Thüringische Landeszeitung (Eisenach)
Kahla als literarisches Vorbild
Nobelpreis-Kandidat László Krasznahorkai hat in Weimar seinen Roman über Thüringen „Herscht 07769“vorgestellt. Am Freitag ist er in Jena zu erleben
Ursprünglich wollte László Krasznahorkai einen Bach-Roman schreiben. Dafür besuchte er extra Thüringer Lebensstationen des Komponisten. „Plötzlich tauchte ein Mann, ein Riese, neben mir auf“, erzählte der ungarische Autor am Mittwoch während der Präsentation seines Romans „Herscht 07769“im Weimarer Mon Ami. Dieser Riese habe sich als Florian Herscht vorgestellt und ihm seine Geschichte erzählt. „Meine einzige Aufgabe war, eine Form für sein unglaubliches Schicksal zu finden.“
Hinter seinem Rücken existierten tausende Kreaturen, die einer anderen Realität entstammten, berichtet Krasznahorkai. Aus dieser parallelen Welt drängen immer wieder Charaktere hervor, die er zu Romanhelden werden lässt. Herschts Schicksal sei sehr stürmisch gewesen, so der in Triest lebende Ungar. Wohl auch deshalb verzichtet der Schriftsteller auf jegliche Punkte im Buch, setzt stattdessen nur Kommas. So entfacht er einen grandiosen Erzählstrudel. Dank der Vortragskunst von Schauspieler Peter Rauch spürten auch die Gäste der Weimarer Lesarten die Sogwirkung der Sprache Krasznahorkais.

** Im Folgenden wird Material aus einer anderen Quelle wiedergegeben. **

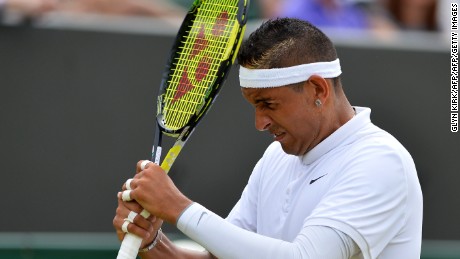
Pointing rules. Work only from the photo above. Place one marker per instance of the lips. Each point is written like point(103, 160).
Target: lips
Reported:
point(277, 136)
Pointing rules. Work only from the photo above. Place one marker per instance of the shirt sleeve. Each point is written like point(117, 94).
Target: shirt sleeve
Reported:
point(226, 240)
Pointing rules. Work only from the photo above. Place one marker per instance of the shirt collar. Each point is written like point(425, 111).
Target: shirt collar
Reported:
point(341, 136)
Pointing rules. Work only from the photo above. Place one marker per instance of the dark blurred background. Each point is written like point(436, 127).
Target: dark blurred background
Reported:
point(77, 104)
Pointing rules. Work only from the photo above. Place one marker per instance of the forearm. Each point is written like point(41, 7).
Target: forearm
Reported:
point(167, 249)
point(225, 240)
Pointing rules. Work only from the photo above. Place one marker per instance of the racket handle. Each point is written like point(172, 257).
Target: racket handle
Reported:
point(131, 243)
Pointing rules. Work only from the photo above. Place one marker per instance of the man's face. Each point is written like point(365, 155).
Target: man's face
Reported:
point(289, 115)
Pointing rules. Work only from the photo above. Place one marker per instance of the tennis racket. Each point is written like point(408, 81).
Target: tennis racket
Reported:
point(201, 57)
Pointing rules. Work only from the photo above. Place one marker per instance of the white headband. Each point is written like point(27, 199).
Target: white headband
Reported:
point(275, 77)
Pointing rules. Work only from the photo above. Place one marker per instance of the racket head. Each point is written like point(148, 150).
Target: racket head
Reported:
point(201, 57)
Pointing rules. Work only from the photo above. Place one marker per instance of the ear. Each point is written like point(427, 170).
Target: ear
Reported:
point(321, 88)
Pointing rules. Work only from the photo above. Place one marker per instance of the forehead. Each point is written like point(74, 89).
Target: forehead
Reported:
point(260, 94)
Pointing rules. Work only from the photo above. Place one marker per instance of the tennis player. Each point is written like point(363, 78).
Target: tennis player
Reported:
point(331, 185)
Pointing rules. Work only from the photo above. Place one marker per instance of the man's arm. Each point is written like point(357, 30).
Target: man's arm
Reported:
point(167, 249)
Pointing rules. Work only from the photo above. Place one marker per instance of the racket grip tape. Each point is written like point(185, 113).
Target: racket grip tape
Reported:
point(131, 243)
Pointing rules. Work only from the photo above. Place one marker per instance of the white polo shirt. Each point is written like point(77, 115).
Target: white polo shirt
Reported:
point(360, 180)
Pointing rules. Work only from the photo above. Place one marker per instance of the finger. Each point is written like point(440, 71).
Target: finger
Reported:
point(142, 164)
point(127, 185)
point(126, 195)
point(139, 227)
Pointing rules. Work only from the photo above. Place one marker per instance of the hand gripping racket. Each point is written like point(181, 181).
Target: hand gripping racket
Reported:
point(201, 57)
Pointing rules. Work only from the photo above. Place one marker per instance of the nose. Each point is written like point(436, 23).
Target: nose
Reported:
point(262, 121)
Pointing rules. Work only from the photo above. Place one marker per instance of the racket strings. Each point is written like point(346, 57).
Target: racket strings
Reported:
point(203, 49)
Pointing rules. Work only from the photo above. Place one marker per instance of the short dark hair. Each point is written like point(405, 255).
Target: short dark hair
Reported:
point(284, 42)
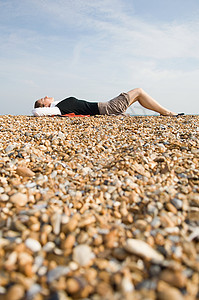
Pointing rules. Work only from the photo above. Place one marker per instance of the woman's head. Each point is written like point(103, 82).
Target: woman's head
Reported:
point(44, 102)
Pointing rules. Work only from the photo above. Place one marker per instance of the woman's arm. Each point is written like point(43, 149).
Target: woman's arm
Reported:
point(46, 111)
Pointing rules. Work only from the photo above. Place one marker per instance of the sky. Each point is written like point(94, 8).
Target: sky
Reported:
point(96, 49)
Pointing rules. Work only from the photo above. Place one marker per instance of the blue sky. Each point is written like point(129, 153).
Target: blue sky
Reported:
point(95, 49)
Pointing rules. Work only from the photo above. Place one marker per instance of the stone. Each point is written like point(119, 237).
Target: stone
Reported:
point(19, 199)
point(33, 245)
point(24, 172)
point(142, 249)
point(83, 255)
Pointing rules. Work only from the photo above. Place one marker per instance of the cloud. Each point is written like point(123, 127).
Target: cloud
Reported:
point(95, 48)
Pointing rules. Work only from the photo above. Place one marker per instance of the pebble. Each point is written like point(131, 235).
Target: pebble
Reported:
point(99, 207)
point(24, 172)
point(141, 248)
point(19, 199)
point(33, 245)
point(83, 255)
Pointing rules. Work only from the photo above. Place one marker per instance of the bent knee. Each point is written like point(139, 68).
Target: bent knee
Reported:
point(139, 91)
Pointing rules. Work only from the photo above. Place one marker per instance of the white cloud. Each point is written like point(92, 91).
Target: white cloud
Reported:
point(96, 49)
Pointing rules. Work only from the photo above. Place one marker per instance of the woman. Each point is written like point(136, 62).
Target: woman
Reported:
point(117, 106)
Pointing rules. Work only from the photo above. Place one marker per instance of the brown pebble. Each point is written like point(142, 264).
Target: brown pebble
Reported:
point(72, 286)
point(166, 292)
point(19, 199)
point(15, 292)
point(24, 172)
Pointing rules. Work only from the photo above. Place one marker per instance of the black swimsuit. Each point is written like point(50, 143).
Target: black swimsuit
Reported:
point(78, 107)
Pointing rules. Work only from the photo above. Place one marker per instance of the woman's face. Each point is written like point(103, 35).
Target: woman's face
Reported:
point(46, 101)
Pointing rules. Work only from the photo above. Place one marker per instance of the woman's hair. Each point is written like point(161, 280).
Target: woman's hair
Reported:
point(38, 104)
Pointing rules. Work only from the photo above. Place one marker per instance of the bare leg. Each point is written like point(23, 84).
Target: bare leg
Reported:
point(148, 102)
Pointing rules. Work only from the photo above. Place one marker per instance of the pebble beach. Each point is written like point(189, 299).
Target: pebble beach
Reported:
point(99, 207)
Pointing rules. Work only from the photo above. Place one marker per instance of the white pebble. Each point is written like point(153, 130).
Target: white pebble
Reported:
point(33, 245)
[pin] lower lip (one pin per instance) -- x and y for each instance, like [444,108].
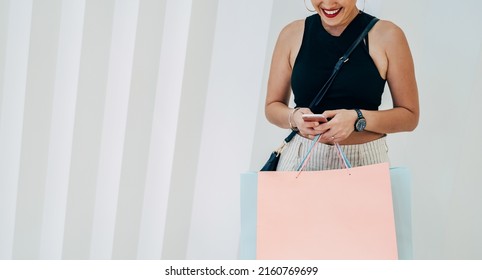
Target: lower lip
[331,16]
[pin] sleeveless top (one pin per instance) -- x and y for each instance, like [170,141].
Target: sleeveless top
[357,85]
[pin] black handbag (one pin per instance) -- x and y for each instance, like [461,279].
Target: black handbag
[273,160]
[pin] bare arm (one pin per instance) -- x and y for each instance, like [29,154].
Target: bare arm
[394,59]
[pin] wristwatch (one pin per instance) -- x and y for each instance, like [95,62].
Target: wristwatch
[361,122]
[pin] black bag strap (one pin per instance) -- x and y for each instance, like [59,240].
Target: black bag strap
[336,69]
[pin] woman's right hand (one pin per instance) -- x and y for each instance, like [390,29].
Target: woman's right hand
[306,129]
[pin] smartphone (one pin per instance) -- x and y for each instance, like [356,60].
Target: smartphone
[314,118]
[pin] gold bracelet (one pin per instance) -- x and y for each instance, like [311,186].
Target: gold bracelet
[290,117]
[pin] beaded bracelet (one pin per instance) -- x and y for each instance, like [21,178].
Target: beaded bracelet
[290,117]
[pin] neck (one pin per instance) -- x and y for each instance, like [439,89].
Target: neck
[338,29]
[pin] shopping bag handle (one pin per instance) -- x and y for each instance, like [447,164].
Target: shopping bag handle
[341,155]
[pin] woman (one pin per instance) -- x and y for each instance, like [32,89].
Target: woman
[303,59]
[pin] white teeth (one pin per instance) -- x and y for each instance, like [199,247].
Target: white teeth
[332,12]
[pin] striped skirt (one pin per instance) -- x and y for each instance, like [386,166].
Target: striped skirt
[325,157]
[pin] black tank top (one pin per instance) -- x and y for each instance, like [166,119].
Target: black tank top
[358,84]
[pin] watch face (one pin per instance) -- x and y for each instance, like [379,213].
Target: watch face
[361,124]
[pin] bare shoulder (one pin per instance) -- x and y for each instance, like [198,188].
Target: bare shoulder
[388,34]
[290,38]
[292,31]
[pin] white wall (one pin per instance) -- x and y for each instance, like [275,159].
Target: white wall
[112,144]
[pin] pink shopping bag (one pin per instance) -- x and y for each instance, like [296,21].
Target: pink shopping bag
[334,214]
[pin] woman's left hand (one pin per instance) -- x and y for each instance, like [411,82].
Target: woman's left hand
[339,127]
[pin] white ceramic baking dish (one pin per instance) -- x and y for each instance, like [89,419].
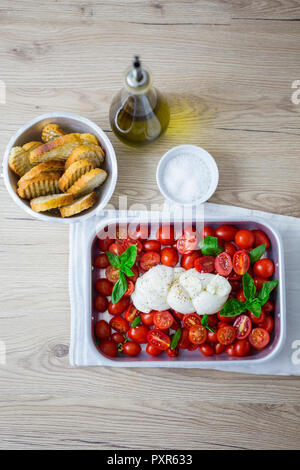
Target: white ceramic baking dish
[188,358]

Florian Herscht lebt in einer thüringischen Kleinstadt unweit von Jena. Im Roman Kana getauft, erkennen Ortskundige darin leicht Kahla wieder. In das Provinzstädtchen Kana ziehen immer mehr Neonazis.
Ihr Boss hegt ein gewisses Interesse für den einfältigen Riesen und bringt ihm die Musik Bachs nahe. Dennoch bleibt Herscht auf Distanz zu den Rechten. Im Laufe des Romans entwickelt er sich sogar zum Rächer. Der Literat beschreibt ihn als eine Art Engel, der einerseits gut, andererseits ein Richter sei.

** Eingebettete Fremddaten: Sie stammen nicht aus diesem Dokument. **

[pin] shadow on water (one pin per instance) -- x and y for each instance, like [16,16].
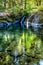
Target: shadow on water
[22,41]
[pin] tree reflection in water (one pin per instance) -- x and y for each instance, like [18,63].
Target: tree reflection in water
[23,46]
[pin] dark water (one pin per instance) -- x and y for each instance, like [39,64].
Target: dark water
[21,43]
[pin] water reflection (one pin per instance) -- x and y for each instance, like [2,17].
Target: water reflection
[25,44]
[41,62]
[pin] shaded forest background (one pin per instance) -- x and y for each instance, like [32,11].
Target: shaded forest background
[21,6]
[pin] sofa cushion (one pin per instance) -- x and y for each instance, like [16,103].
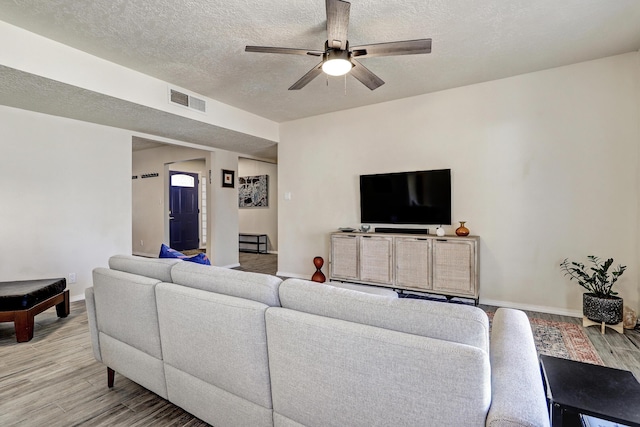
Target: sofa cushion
[150,267]
[125,306]
[225,337]
[254,286]
[329,372]
[452,322]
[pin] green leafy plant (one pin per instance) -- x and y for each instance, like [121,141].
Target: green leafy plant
[595,279]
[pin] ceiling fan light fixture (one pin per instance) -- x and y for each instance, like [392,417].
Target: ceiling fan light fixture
[337,63]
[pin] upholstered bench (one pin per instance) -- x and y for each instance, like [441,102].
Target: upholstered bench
[21,301]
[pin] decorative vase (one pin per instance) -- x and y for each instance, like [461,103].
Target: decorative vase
[462,230]
[630,319]
[607,310]
[318,276]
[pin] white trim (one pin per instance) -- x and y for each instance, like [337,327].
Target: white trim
[292,275]
[75,298]
[529,307]
[145,254]
[237,264]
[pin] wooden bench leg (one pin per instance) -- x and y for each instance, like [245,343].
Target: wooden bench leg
[23,323]
[111,374]
[63,309]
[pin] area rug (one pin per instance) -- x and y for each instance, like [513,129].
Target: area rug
[562,339]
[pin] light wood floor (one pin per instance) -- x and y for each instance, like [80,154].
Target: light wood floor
[54,380]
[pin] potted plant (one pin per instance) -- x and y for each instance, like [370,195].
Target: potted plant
[600,302]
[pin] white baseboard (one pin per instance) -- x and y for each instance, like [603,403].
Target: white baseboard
[230,265]
[77,298]
[292,275]
[146,255]
[529,307]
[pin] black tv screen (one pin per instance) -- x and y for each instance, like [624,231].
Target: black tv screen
[422,197]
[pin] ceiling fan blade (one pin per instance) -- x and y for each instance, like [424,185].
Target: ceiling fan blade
[365,76]
[337,23]
[407,47]
[304,80]
[286,50]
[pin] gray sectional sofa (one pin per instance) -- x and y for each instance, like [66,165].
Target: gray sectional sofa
[246,349]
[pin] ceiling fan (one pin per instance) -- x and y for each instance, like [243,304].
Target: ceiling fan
[338,58]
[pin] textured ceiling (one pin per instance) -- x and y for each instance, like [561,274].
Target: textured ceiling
[55,98]
[199,44]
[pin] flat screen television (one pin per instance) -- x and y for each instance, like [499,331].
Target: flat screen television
[421,197]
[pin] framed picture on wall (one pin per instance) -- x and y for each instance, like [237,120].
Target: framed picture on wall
[253,191]
[227,178]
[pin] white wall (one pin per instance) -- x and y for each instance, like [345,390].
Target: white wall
[544,166]
[261,220]
[222,246]
[66,197]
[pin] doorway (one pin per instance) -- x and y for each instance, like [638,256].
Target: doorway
[184,214]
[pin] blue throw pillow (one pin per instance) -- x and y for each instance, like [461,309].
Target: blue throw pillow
[167,252]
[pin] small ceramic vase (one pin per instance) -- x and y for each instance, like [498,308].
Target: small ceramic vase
[462,230]
[318,276]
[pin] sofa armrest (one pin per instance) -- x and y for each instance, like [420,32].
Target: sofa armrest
[90,301]
[517,391]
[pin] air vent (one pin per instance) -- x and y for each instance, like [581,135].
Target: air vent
[187,100]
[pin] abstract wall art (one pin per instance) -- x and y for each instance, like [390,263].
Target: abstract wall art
[253,191]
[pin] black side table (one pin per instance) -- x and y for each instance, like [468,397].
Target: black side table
[583,388]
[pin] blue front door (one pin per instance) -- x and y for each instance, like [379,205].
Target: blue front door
[184,230]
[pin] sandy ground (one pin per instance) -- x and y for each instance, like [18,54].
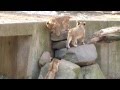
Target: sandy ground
[22,18]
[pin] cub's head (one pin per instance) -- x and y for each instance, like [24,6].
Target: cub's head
[80,24]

Krasznahorkai sei ein „europäischer Autor von Weltgeltung“, sagte Moderator Wieland Koch, Referent der mitveranstaltenden Landeszentrale für politische Bildung Thüringen. Geboren in der Kleinstadt Gyula im Osten Ungarns, führt ihn ein Stipendium noch zu Zeiten des Kalten Krieges nach Westberlin. Nach dem Mauerfall bereist er die Welt, lebt etwa zeitweilig in der Wohnung von Allen Ginsburg in New York. Zu seinen bekanntesten Romanen zählen „Satanstango“und „Melancholie des Widerstands“. Krasznahorkai wurde vielfach ausgezeichnet, gilt sogar als Nobelpreis-Kandidat.

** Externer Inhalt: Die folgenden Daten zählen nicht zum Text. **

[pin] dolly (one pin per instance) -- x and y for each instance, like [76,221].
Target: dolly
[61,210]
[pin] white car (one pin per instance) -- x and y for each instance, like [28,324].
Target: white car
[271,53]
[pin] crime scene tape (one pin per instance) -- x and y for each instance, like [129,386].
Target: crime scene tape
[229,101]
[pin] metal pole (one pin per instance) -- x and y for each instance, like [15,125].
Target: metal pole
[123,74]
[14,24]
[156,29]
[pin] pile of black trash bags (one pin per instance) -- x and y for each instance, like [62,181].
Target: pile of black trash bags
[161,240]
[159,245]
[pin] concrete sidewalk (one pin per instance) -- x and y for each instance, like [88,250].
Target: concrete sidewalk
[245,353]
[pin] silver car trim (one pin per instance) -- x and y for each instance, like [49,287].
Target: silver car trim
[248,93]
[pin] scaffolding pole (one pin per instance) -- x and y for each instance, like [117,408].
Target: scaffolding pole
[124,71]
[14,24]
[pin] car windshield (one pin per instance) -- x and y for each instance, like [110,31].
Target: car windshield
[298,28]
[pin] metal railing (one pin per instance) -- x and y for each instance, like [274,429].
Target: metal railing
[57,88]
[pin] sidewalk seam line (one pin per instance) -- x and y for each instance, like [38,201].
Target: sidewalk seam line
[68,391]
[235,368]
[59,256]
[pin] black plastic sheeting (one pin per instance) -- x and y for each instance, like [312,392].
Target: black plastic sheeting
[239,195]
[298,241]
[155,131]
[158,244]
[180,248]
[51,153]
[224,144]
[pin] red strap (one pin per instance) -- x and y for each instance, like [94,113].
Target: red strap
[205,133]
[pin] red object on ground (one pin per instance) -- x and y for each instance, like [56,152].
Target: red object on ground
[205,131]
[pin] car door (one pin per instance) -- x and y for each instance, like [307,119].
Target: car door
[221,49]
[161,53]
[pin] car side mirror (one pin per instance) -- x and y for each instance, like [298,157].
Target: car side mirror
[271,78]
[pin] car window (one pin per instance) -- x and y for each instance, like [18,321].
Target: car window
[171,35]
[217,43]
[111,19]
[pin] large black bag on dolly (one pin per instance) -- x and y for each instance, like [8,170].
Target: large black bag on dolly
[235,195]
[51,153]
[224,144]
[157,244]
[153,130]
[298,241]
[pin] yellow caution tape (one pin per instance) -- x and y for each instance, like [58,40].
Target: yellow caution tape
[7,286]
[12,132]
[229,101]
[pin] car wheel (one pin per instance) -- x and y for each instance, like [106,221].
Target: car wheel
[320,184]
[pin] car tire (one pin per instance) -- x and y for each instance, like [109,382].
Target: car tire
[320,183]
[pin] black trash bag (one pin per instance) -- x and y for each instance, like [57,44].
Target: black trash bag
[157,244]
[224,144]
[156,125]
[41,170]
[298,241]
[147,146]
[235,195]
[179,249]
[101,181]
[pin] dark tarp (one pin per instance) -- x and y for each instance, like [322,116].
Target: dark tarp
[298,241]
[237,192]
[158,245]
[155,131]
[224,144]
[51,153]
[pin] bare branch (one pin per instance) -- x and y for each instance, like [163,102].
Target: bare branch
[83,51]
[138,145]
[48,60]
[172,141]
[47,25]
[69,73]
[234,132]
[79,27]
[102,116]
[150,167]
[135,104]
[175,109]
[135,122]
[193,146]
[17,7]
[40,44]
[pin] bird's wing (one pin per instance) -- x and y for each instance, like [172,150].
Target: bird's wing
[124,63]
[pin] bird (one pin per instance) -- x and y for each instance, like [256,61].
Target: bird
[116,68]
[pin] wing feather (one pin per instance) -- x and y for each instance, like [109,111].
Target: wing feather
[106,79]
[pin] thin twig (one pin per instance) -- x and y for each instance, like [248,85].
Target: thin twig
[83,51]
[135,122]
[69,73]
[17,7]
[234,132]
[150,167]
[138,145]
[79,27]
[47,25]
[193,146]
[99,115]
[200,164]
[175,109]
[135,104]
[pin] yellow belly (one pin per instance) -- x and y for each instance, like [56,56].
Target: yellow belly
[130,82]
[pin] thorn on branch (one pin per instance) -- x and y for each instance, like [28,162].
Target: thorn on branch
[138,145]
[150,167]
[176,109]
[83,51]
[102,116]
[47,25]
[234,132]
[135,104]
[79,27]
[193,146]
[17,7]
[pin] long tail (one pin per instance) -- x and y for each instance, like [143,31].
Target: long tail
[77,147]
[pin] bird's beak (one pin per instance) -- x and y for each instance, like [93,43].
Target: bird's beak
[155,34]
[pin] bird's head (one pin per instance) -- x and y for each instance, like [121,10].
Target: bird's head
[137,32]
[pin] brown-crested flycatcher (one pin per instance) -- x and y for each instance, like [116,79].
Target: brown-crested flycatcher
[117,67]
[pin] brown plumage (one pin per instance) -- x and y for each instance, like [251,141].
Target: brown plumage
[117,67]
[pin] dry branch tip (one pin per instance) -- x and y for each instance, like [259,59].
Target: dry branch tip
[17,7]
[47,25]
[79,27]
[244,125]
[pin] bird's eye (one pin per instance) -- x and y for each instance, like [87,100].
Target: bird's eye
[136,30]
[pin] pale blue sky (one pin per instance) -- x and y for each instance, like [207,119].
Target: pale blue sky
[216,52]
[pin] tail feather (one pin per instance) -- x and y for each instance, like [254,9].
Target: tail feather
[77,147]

Kahlaer erleben den Roman noch einmal anders
Auch für „Herscht 07769“sind Kritiker wieder voll des Lobes. Kahlaer lesen dieses Buch aber noch einmal anders, wie die Signierstunde offenbarte. „Wir werden in diesem Buch durch Kahla geführt, auf eine ungemütliche Art und Weise“, sagte eine Einheimische. Es gebe wenige Anhaltspunkte, dass das Leben dort auch schön sein könne. Eine zweite entdeckte ihren Namen nebst Profession im Band. Unwissentlich wurde sie zur Romanfigur. „Die Grenze zwischen Realität und Fiktion sei sehr eng“, erwiderte der Autor. Bereits in der nächsten Spielzeit kommt sein Roman erstmals auf die Bühne – in Rudolstadt. Live zu erleben ist Krasznahorkai am heutigen Freitag noch einmal in Jena.
Buchpräsentation in der Thüringer Universitätsund Landesbibliothek in Jena: Freitag, 24. Juni, ab 19 Uhr.